Friday, August 25, 2006

In Retrospect

Everything must change

In the days following the levee break in New Orleans, I remember poignantly seeing the word REFUGEE splashed across my television screen and the huddled masses crying out for help; any help. Crying out for water, ice, food, any of the things that only hours before perhaps they’d taken for granted. Refugee - one seeking refuge. This is America, land of the free, home of the brave, land where our fathers died and so on. There are no refugees here. But, looking at those faces, the need, the want, the disbelief; the horror crystallized my understanding that anarchy is not so far removed from us after all. This could have just as easily been a foreign land, some third world country without even the barest of necessities. Perhaps that’s why so many took offense to the term. None of us wants to acknowledge how quickly things can fall apart. The very things that we put our trust in fail. The Superdome - undoubtedly a superstructure – was no shelter against the ravages of Mother Nature.

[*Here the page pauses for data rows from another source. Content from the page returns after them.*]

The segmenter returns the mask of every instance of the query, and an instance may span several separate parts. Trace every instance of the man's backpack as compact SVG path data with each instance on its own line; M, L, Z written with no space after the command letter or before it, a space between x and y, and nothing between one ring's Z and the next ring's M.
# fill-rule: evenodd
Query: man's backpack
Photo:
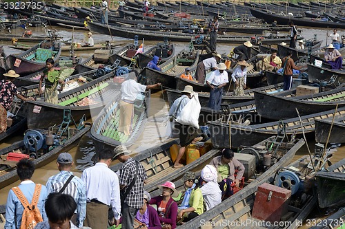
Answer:
M19 187L12 188L12 190L24 207L20 229L33 229L38 223L43 221L42 216L37 207L41 188L41 185L37 184L31 204L29 204Z

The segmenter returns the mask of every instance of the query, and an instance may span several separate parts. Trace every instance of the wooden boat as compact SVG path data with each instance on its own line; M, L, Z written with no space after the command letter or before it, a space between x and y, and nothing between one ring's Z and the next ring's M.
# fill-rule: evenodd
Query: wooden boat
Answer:
M148 51L139 53L137 63L140 69L144 68L153 58L153 56L161 57L161 63L164 63L175 55L175 48L173 44L159 43Z
M342 70L330 69L324 67L317 67L314 65L307 64L308 80L310 83L320 83L329 81L331 77L337 76L335 83L339 84L345 83L345 72Z
M54 51L44 48L45 44L50 43L43 41L21 54L8 56L6 61L6 65L19 75L25 76L44 68L46 61L48 58L52 57L55 63L59 63L61 53L61 43L55 43Z
M91 138L97 152L104 149L113 150L120 144L129 146L140 136L147 122L150 92L148 91L139 96L140 100L134 104L134 116L131 127L132 131L129 136L118 130L121 116L121 94L118 94L117 98L109 102L98 115L91 128Z
M194 87L193 87L194 88ZM275 94L283 91L283 84L279 83L274 85L261 87L253 89L244 90L243 96L235 96L233 92L224 91L224 94L221 98L221 103L224 104L235 104L239 102L247 102L254 100L254 90L264 91L268 94ZM168 94L171 94L170 97L172 101L174 102L177 98L181 96L180 90L166 89ZM208 92L198 92L199 101L201 107L207 107L210 99L210 94ZM169 99L168 99L169 100ZM169 100L169 103L170 103Z
M227 226L229 228L239 228L239 226L235 226L235 225L240 226L241 222L246 221L246 219L249 219L251 215L250 212L253 210L254 205L254 199L255 197L256 192L257 190L257 187L264 183L270 183L274 179L275 172L280 168L288 165L289 162L292 160L292 158L296 153L296 152L304 144L304 141L301 140L297 142L295 144L290 144L290 146L283 149L285 151L285 154L274 164L273 164L268 170L264 171L259 177L255 177L256 179L253 179L249 184L246 186L242 189L239 190L238 192L233 195L229 198L223 201L221 203L215 206L214 208L208 210L204 214L201 214L198 217L196 217L188 222L184 223L183 225L179 226L179 228L187 229L187 228L203 228L204 226L213 225L216 227L219 226L221 228L224 226L224 222L226 222ZM251 149L255 149L259 147L262 150L266 149L265 145L256 145L253 146ZM265 151L264 150L263 151ZM267 152L267 151L266 151ZM296 162L296 166L298 162ZM175 185L178 186L177 190L182 190L183 182L181 184L181 181L178 181L175 182ZM159 193L150 193L151 196L157 196ZM308 199L306 204L310 203L310 199ZM313 202L315 204L315 201ZM294 212L290 218L287 221L293 221L296 218L304 219L308 214L305 214L304 211L306 210L306 207L308 204L301 209L299 208L293 208L296 212ZM308 210L310 211L312 209ZM301 212L303 212L301 214ZM237 224L235 223L238 222ZM248 221L250 223L244 224L241 226L243 228L259 228L251 226L252 222ZM255 223L255 222L253 222ZM212 223L212 224L211 224ZM231 224L230 224L231 223ZM248 226L246 227L246 225ZM264 228L266 227L260 227ZM282 228L280 227L276 227L276 228Z
M312 45L311 46L311 52L315 52L316 50L319 50L319 47L321 47L321 44L322 43L323 41L317 41L315 39L310 39L308 41L306 41L306 47L307 47L308 45ZM285 56L287 56L288 51L291 51L293 52L293 55L291 56L291 58L293 58L293 61L299 61L299 62L302 63L306 63L308 62L308 58L302 58L302 56L308 56L308 47L305 48L304 50L297 50L297 49L294 49L290 47L287 47L287 45L282 45L280 44L278 44L278 56L280 56L280 58L282 59Z
M61 124L62 125L62 124ZM66 128L66 129L65 129ZM11 152L19 152L28 155L31 158L34 158L33 162L35 168L39 168L56 159L59 153L68 151L75 144L78 142L78 140L83 135L86 133L90 129L90 126L80 126L68 127L68 126L55 127L52 128L52 133L56 134L53 137L53 144L48 146L46 141L42 140L43 136L48 135L48 130L28 130L24 135L23 140L12 144L11 146L0 150L1 161L0 168L0 188L2 188L18 180L19 177L17 174L15 164L18 162L11 161L8 157L8 153ZM51 131L50 128L49 131ZM58 138L58 136L60 138ZM36 140L34 140L35 139ZM33 142L36 143L34 143ZM57 143L57 142L58 143ZM35 150L34 144L36 144ZM7 160L6 160L7 159Z
M141 152L133 158L139 161L145 168L148 179L145 184L145 190L151 192L157 188L158 184L164 184L167 180L174 180L184 175L187 171L192 170L199 164L208 163L215 156L219 154L219 151L211 149L202 156L186 164L183 168L175 168L174 162L171 159L169 147L176 144L175 140L164 143L156 148L149 149ZM209 149L208 146L207 149ZM117 163L110 168L114 171L118 171L121 166Z
M59 103L53 105L43 100L28 101L28 127L45 128L61 122L63 110L69 109L75 120L83 115L95 117L102 108L119 92L112 82L114 72L59 94ZM81 104L79 106L78 104Z
M324 219L322 224L315 225L309 229L330 229L330 228L342 228L345 221L345 208L341 208L335 213L332 214L327 218Z
M315 174L320 208L345 204L345 159Z
M278 15L275 13L267 12L263 10L250 9L252 15L256 18L265 20L267 23L273 23L277 21L278 24L287 25L289 21L293 21L295 25L301 26L310 26L318 28L334 28L335 23L333 21L322 21L310 18L294 17L289 15ZM344 29L345 23L337 23L337 28Z
M333 117L326 119L315 118L315 141L326 143L344 143L345 142L345 116L335 118ZM332 130L329 133L331 127ZM329 139L328 139L328 134Z
M132 39L134 36L138 35L139 39L145 39L146 41L157 41L162 40L164 37L168 37L169 41L183 41L190 42L190 39L196 39L199 37L199 34L184 34L175 32L159 32L159 31L145 31L138 29L126 30L126 28L103 25L95 22L89 23L89 29L92 32L97 32L102 34L107 34L110 36L124 37L128 39ZM202 35L203 37L206 37L206 35ZM261 41L264 44L279 44L282 42L288 42L290 41L289 36L278 36L275 38L264 38ZM303 39L303 37L299 36L299 39ZM217 38L218 43L243 43L246 41L250 40L250 36L235 36L222 35Z
M326 111L345 106L345 88L295 97L282 97L262 91L254 91L257 113L262 117L273 120L297 116L296 108L301 116Z
M201 51L182 50L174 58L159 65L161 72L146 67L140 72L138 82L146 85L160 83L163 87L176 88L175 76L179 77L187 67L191 69L196 69L200 54Z
M332 117L334 111L334 110L330 110L302 116L304 133L307 135L313 134L315 130L314 120ZM335 116L339 117L344 114L345 107L343 107L337 109ZM228 148L230 146L229 121L223 119L209 122L208 124L211 133L213 146L215 148ZM231 147L234 149L244 144L255 144L269 136L275 135L277 131L282 131L288 138L290 138L292 135L301 135L302 133L298 118L248 126L230 123L230 126Z

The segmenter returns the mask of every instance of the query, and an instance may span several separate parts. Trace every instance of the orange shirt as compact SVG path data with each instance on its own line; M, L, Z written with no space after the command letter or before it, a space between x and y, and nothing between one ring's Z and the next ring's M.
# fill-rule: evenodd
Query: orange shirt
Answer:
M182 74L180 77L190 80L193 80L193 78L192 78L192 75L190 74L186 75L184 73Z

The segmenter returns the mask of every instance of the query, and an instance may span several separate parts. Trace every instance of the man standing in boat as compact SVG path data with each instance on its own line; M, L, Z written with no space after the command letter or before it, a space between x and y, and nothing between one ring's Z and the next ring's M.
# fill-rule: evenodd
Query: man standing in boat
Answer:
M213 56L205 59L197 65L195 78L199 83L205 83L206 72L208 69L215 71L217 69L217 65L220 60L223 60L220 54L213 54Z
M296 26L294 25L293 21L290 21L288 23L288 25L291 27L291 31L290 33L290 36L291 37L291 40L290 40L290 47L296 48L296 40L297 39L297 29L296 29Z
M86 193L84 182L71 172L73 159L68 153L61 153L57 157L57 168L60 171L47 181L48 193L59 193L70 195L77 204L77 214L74 214L72 221L78 228L83 226L86 213Z
M223 96L223 87L229 83L226 65L221 63L217 66L218 69L212 72L210 78L206 80L206 83L211 88L210 100L208 100L208 107L220 111L220 104Z
M324 53L326 62L331 65L333 69L341 69L343 65L342 54L332 44L330 44L327 48Z
M217 33L219 23L218 23L218 16L215 16L213 21L210 23L208 26L208 32L210 32L210 48L212 52L217 49Z
M153 85L143 85L136 81L135 74L128 74L128 79L121 86L120 117L119 131L129 136L132 132L132 120L134 118L134 101L140 92L161 86L159 83Z
M282 63L284 63L282 72L284 80L283 89L284 91L290 90L293 86L293 69L299 70L299 67L295 65L295 62L293 62L291 58L293 52L291 50L288 50L287 56L282 60Z
M108 2L107 0L102 0L101 3L102 14L101 16L101 22L102 24L108 24Z

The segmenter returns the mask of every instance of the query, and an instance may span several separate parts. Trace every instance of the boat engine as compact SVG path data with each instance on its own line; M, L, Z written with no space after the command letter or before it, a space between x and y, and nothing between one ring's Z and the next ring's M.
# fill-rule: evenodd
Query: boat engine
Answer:
M48 151L50 146L59 144L57 135L41 129L27 131L24 134L23 142L25 147L30 151L30 157L33 158L37 158L40 152Z
M304 176L298 171L284 168L278 172L275 180L276 186L291 190L291 195L304 190Z

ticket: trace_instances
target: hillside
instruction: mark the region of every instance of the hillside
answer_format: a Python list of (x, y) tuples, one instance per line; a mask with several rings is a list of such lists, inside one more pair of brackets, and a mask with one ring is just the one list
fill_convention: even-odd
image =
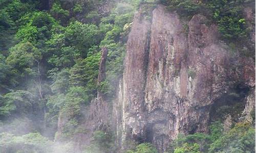
[(254, 1), (0, 4), (0, 152), (255, 152)]

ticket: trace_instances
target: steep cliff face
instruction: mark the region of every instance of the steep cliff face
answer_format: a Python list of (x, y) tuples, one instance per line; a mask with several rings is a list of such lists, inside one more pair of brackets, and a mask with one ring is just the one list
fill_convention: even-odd
[[(75, 136), (78, 145), (89, 144), (96, 130), (112, 131), (119, 152), (134, 143), (149, 142), (163, 152), (179, 133), (208, 132), (218, 107), (239, 102), (244, 110), (240, 118), (251, 119), (252, 58), (231, 54), (217, 26), (208, 25), (203, 15), (185, 21), (158, 5), (152, 21), (144, 16), (142, 11), (135, 15), (113, 105), (98, 92), (84, 111), (81, 126), (86, 132)], [(99, 83), (105, 79), (107, 54), (103, 48)], [(227, 127), (234, 118), (227, 116)], [(60, 114), (57, 135), (63, 118)]]
[(123, 148), (147, 141), (162, 152), (179, 133), (207, 132), (212, 106), (238, 88), (248, 89), (247, 100), (253, 101), (254, 62), (231, 55), (206, 20), (195, 15), (186, 32), (178, 15), (161, 5), (151, 23), (135, 16), (117, 102)]

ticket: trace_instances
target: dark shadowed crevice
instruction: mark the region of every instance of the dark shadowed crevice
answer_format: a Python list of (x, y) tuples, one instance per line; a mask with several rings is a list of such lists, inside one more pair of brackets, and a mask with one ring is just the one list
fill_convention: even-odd
[(211, 107), (210, 122), (218, 120), (223, 120), (227, 115), (230, 115), (234, 121), (238, 121), (245, 108), (246, 104), (244, 99), (249, 90), (248, 87), (237, 85), (225, 92)]

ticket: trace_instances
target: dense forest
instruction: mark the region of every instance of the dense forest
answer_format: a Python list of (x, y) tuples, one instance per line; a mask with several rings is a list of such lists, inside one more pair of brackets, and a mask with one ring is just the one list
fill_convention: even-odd
[[(255, 17), (248, 20), (243, 13), (254, 2), (0, 0), (0, 152), (118, 152), (113, 131), (95, 131), (87, 146), (77, 146), (74, 136), (87, 132), (81, 123), (87, 121), (84, 111), (99, 93), (114, 105), (135, 13), (140, 11), (151, 21), (152, 11), (162, 5), (166, 11), (179, 15), (186, 34), (186, 21), (203, 14), (209, 25), (218, 26), (220, 41), (230, 54), (255, 62), (250, 34)], [(99, 82), (104, 48), (105, 78)], [(226, 100), (240, 100), (242, 94)], [(218, 115), (211, 119), (208, 133), (181, 133), (165, 152), (254, 152), (255, 108), (246, 120), (241, 105), (215, 106)], [(224, 120), (231, 114), (234, 117), (227, 125)], [(61, 135), (60, 114), (68, 118)], [(160, 152), (146, 141), (123, 151)]]

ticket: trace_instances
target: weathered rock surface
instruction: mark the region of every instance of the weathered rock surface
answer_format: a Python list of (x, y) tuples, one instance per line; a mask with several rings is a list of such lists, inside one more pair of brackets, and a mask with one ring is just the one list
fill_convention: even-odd
[[(86, 111), (82, 126), (87, 133), (77, 136), (78, 143), (89, 144), (95, 130), (111, 130), (119, 152), (133, 142), (149, 142), (163, 152), (179, 133), (207, 133), (212, 110), (225, 104), (223, 97), (236, 98), (241, 90), (245, 91), (239, 100), (245, 118), (251, 119), (254, 61), (230, 54), (217, 26), (206, 20), (196, 15), (185, 25), (161, 5), (153, 12), (151, 22), (137, 13), (113, 105), (98, 93)], [(106, 54), (103, 49), (99, 82), (105, 78)], [(227, 128), (232, 117), (226, 119)], [(62, 123), (59, 120), (60, 130)]]
[[(126, 141), (147, 141), (163, 152), (179, 133), (207, 133), (218, 98), (238, 84), (254, 88), (253, 60), (230, 55), (217, 26), (206, 21), (195, 15), (186, 34), (178, 15), (162, 6), (153, 11), (151, 24), (135, 16), (117, 102), (123, 148)], [(246, 108), (252, 110), (254, 92), (248, 95), (252, 102)]]

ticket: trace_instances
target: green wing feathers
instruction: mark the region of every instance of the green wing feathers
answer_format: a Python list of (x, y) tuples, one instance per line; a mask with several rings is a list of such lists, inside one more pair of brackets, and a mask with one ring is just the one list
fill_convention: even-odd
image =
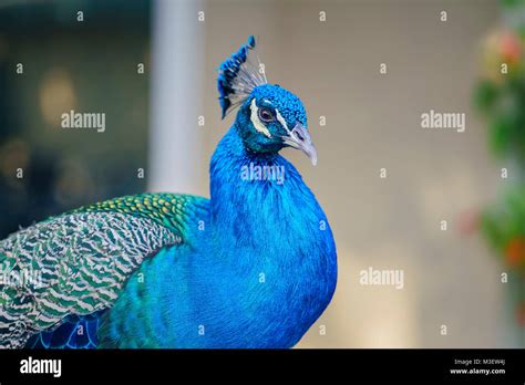
[(187, 195), (127, 196), (0, 241), (0, 348), (23, 347), (32, 334), (71, 314), (111, 308), (144, 259), (166, 246), (191, 244), (207, 205)]

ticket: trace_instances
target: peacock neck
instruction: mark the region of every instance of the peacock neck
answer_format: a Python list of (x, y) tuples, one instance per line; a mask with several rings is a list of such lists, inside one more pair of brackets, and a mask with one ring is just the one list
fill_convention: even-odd
[(220, 238), (229, 229), (238, 247), (267, 243), (309, 209), (320, 210), (297, 169), (278, 154), (249, 152), (231, 127), (210, 164), (210, 218)]

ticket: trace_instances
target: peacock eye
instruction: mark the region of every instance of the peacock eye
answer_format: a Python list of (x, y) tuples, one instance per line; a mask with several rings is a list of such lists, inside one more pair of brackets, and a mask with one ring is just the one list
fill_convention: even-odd
[(260, 108), (259, 110), (259, 119), (262, 122), (269, 123), (275, 119), (274, 112), (270, 108)]

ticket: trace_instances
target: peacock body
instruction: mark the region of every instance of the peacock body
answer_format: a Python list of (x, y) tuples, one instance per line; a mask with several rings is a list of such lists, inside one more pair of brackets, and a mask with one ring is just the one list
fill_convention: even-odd
[(291, 347), (321, 315), (333, 237), (278, 152), (317, 154), (302, 103), (266, 83), (254, 49), (220, 66), (223, 117), (239, 111), (212, 157), (210, 199), (120, 197), (0, 241), (0, 347)]

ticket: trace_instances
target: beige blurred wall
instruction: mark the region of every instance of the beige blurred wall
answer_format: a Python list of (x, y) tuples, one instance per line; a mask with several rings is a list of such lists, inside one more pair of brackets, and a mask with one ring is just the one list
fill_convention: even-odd
[[(196, 129), (206, 157), (234, 118), (219, 118), (215, 69), (249, 34), (259, 38), (269, 81), (297, 93), (309, 113), (319, 165), (285, 155), (330, 219), (340, 270), (331, 305), (299, 346), (516, 346), (501, 267), (480, 236), (456, 229), (463, 210), (502, 187), (471, 108), (478, 43), (497, 25), (497, 2), (208, 0), (204, 10), (206, 125)], [(431, 108), (466, 113), (466, 132), (422, 129)], [(359, 284), (369, 267), (402, 269), (404, 288)]]

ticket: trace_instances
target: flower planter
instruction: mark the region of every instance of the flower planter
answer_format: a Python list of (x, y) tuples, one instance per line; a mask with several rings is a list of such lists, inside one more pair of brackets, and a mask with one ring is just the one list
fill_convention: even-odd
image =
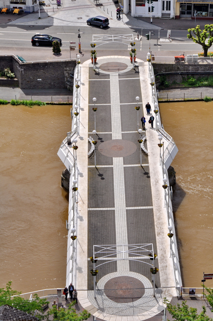
[(90, 270), (90, 273), (93, 276), (95, 276), (95, 275), (97, 275), (98, 274), (98, 270), (96, 270), (94, 272), (93, 272), (93, 270)]
[[(93, 58), (91, 58), (91, 60), (92, 60), (92, 63), (93, 64)], [(96, 60), (97, 60), (97, 58), (95, 58), (95, 63), (96, 62)]]
[[(130, 57), (130, 60), (131, 61), (131, 62), (132, 62), (132, 57)], [(136, 56), (134, 56), (134, 61), (135, 61), (135, 59), (136, 59)]]
[(150, 272), (152, 273), (152, 274), (156, 274), (158, 271), (159, 270), (157, 267), (151, 268), (150, 269)]
[(172, 233), (168, 233), (167, 235), (170, 238), (170, 239), (171, 239), (171, 238), (172, 237), (174, 234), (173, 234)]
[[(95, 260), (95, 260), (93, 260), (93, 256), (91, 256), (91, 257), (89, 258), (90, 259), (90, 260), (91, 261), (91, 262), (92, 262), (92, 263), (96, 263), (96, 262), (97, 262), (97, 261), (98, 261), (98, 260)], [(95, 256), (95, 259), (96, 259), (96, 258), (97, 259), (98, 257), (97, 257), (97, 256)]]

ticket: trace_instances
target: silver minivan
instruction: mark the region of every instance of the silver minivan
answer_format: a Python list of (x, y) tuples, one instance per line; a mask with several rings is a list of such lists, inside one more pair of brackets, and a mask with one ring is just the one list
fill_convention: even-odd
[(87, 21), (87, 23), (88, 26), (93, 25), (99, 27), (101, 29), (109, 25), (109, 19), (106, 17), (101, 16), (97, 16), (92, 18), (89, 18)]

Everything is transitory. When we set about to define ourselves as infinite, nature reminds us that we are not.

Nothing stays the same

In a moment, in an instant all you hold dear can be gone. The things that you believe are forever vanish in an instant. But more than the destruction of structures there is the laying open of festering wounds. The bearing of age old hurts. All the hatred and inequality living in New Orleans bubbled to the surface, buoyed by the cresting waters of the swollen Mississippi. Floating like bodies in the dank and fetid waters of change.